Robots have been portrayed as alternately sympathetic or fearsome in countless films. Fritz Lang's Metropolis from 1927 portrays a robot, Maria, who uses her powers for evil. Blade Runner, a retelling of Philip K. Dick's novel, presents the existence of "replicants," and their indistinguishability from humans, as a moral conundrum. The Stepford Wives literalizes femininity and wifehood as robotic programming to make a statement about conformity and political subjugation. A.I., Steven Spielberg's 2001 film, presents a young robot not as a character to be feared, but as a sympathetic protagonist learning about love and loyalty in the human world. Perhaps the most famous recent film about robots, The Matrix, imagines a future in which human traits are harvested to strengthen an artificially generated virtual reality.

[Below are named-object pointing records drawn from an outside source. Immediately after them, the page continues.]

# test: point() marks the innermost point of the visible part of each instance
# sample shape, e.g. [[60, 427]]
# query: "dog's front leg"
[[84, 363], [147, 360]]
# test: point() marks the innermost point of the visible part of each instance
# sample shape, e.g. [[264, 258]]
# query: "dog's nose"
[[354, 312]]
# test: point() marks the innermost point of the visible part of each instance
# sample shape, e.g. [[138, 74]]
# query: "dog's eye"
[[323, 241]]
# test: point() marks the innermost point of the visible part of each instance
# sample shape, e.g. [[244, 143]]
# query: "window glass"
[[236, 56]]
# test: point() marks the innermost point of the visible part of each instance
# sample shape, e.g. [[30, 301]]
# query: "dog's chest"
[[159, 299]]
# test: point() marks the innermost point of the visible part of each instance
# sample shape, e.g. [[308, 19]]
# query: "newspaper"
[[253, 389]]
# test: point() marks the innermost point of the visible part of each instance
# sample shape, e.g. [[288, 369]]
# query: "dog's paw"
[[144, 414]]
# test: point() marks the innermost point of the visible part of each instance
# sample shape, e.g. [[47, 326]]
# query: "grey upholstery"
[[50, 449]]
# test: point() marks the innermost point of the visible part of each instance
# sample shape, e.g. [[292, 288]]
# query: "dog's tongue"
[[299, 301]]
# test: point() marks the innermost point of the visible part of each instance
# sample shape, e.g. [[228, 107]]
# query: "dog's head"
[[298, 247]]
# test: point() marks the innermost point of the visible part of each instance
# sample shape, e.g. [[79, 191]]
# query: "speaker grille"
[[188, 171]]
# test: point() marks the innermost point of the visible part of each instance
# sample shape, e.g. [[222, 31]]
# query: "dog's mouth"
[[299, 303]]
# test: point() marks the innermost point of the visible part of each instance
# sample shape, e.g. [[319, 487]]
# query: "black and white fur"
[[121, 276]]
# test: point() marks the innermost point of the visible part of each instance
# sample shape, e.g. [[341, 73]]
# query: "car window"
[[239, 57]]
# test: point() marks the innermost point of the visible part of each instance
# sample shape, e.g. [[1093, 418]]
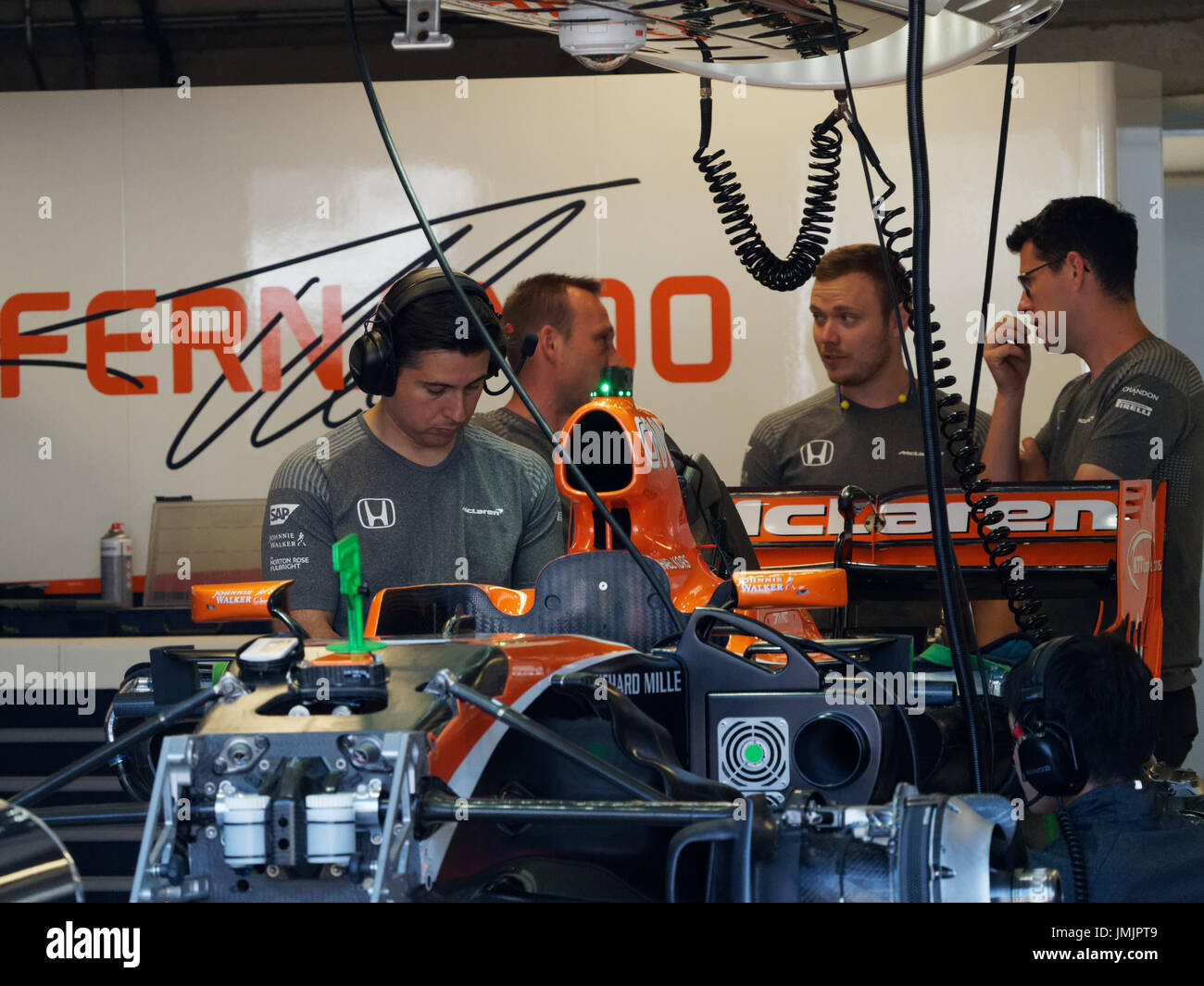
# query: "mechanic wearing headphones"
[[866, 429], [432, 496], [1083, 718], [560, 342], [1135, 414]]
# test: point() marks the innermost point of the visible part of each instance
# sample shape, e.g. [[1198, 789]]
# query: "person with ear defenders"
[[1083, 718], [433, 497]]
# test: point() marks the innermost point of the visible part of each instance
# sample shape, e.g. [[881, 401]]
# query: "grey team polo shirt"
[[817, 443], [488, 513], [1140, 418]]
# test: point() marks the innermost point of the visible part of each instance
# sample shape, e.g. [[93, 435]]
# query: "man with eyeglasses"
[[1135, 414]]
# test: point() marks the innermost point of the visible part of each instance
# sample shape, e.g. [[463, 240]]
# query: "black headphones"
[[1046, 749], [373, 359]]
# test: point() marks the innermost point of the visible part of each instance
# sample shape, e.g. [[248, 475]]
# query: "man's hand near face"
[[1010, 359]]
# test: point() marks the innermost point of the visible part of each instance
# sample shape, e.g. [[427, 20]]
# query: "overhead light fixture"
[[787, 44], [601, 39]]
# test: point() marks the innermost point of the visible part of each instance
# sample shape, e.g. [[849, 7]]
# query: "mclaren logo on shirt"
[[818, 452], [377, 513]]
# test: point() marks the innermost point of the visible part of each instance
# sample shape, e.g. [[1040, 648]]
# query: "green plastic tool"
[[345, 559]]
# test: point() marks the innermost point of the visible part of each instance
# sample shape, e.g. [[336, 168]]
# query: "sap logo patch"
[[376, 512], [1135, 406], [818, 452], [278, 513]]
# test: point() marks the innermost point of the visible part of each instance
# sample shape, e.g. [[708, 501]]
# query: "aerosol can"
[[117, 568]]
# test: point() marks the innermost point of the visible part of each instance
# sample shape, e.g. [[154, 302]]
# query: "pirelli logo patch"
[[1135, 407]]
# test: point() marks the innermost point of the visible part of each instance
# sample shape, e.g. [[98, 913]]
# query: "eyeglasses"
[[1027, 276]]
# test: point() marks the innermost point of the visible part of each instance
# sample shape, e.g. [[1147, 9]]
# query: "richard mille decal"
[[646, 682]]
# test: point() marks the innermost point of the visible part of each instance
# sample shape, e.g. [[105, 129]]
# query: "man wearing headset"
[[430, 496], [866, 429], [1138, 413], [560, 342], [1084, 728]]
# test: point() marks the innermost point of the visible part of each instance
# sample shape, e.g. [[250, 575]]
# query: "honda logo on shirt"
[[377, 513], [818, 452]]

Ex Machina joins these films and looks at robots as an exceedingly confounding if threatening force in the world. Alex Garland leaves his exact stance on artificial intelligence ambiguous. While the tech CEO Nathan imagines that robots are an inevitability born out of a technological "singularity," it becomes clear by the end of the film that the creation of Ava was largely contrived, a Pygmalion-esque venture for which only he can take credit. Ava kills Nathan without remorse and locks Caleb in the facility, implying that she is incapable of empathy, which would suggest that Garland sees robotic innovations as necessarily dangerous. And yet, in the final scene of the film, when we see Ava experiencing the human world for the first time, we cannot help but wonder if perhaps she has been the protagonist all along—a prisoner set free.